Indiana Jones And The Movie Review
Here’s what disappointed me about Indiana Jones and the Kingdom of the Crystal Skull:
1. Nobody’s face melted off.
Here’s what I liked about Indiana Jones and the Kingdom of the Crystal Skull:
1. Everything else.
Okay, that’s not entirely true. I’m not one of those slavering fandorks who believe Steven Spielberg and George Lucas can do no wrong. Spielberg can do wrong. Lucas can definitely do wrong, and I’m not just talking about Howard the Duck. Crystal Skull is not without its flaws. I have not yet determined its rewatchability factor, though I certainly liked it better than Temple of Doom, and if I happen to stumble across Temple of Doom on television I’ll usually end up watching it, even if I have to grit my teeth through Kate Capshaw’s insufferable presence.
As a huge fan of the series, I went into it with fairly high expectations, and those expectations were met, which is about the best you can say for a film series that was never meant to be high art, but rather just fun eye candy meant to be an homage to old adventure movies of the 30s and 40s. One of the things I found most admirable about Crystal Skull is that it wasn’t updated to appeal to a younger, hipper crowd, presence of Shia LaBeouf notwithstanding. It was a movie that took place in the 1950s that, other than the quality of the special effects, looked and sounded like it was made in the 1950s, so in that regard it was a smashing success.
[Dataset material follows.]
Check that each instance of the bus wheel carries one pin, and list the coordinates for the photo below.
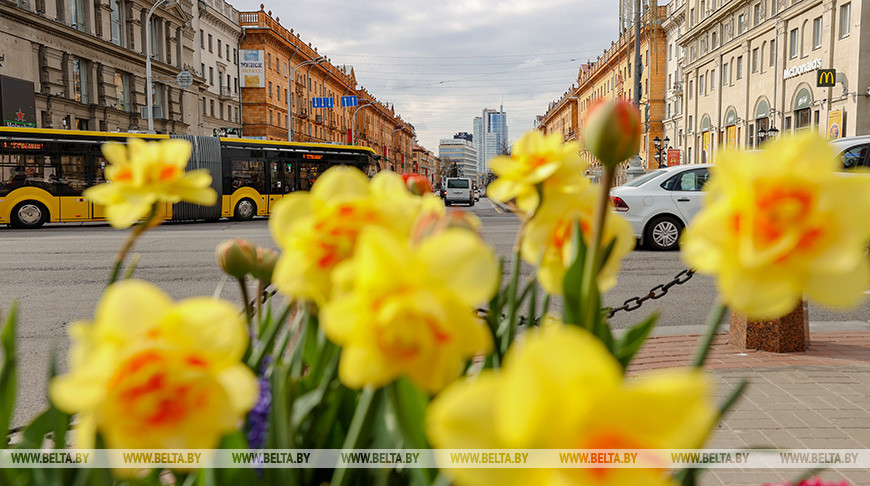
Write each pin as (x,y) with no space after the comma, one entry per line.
(29,215)
(245,210)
Whatever weaknesses the script has, and there are a considerable amount, don’t really become apparent until after you spend some time thinking about what you just saw. Yeah, Mac was a pretty pointless character overall. Sure, unless you’re afraid of bad accents Spalko was really not all that intimidating a villain. And the ending? Yeah, there was a distinct edge of fromage to it. But you know what? When I was actually watching and enjoying the movie, none of that really bothered me, and no, it’s not because I don’t expect enough out of a film for it to be entertaining. I was too busy feeling like I was nine years old again, the age I was when I saw Raiders of the Lost Ark for the first time. If you have not a streak of childlike sensibility remaining in you, then, no, it’s not going to be an enjoyable movie, you’re going to be spending too much time looking at your watch, dwelling on the plot holes, and grumbling about how much better Iron Man was. There’s an interesting trend that seems to be developing in the wake of the film’s release, the “Iron Man vs. Crystal Skull” debate, in which apparently you are only permitted to choose one. I saw both, and enjoyed both, but for entirely different reasons, just as I expect to enjoy The Dark Knight, but also for entirely different reasons. Typical of comic book/adventure movie fandom, however, there is no room to enjoy some or all, you just divide your camps and you get strident and obnoxious in your arguments.
Let me wrap this up before I start getting into my rant about how reading film reviews by unqualified schmucks such as myself often makes me want to run to the nearest bell tower with a rifle. The biggest mistake George Lucas made with the Star Wars prequels was trying to dazzle the audience senseless with new, high-tech special effects, without bothering to make his core audience, the fans, remember why they loved the original movies so much. Despite its imperfections, the joy and affection that went into making this film, from all parties involved, really shines through. Indiana Jones and the Kingdom of the Crystal Skull isn’t a great movie, but it holds up in comparison to the previous three, and you can’t ask for more than that.
Of course, if you ask this writer here, I’m a brain-dead cretin for accepting and enjoying Crystal Skull on its own merits. Pass the helmets and the ice cream!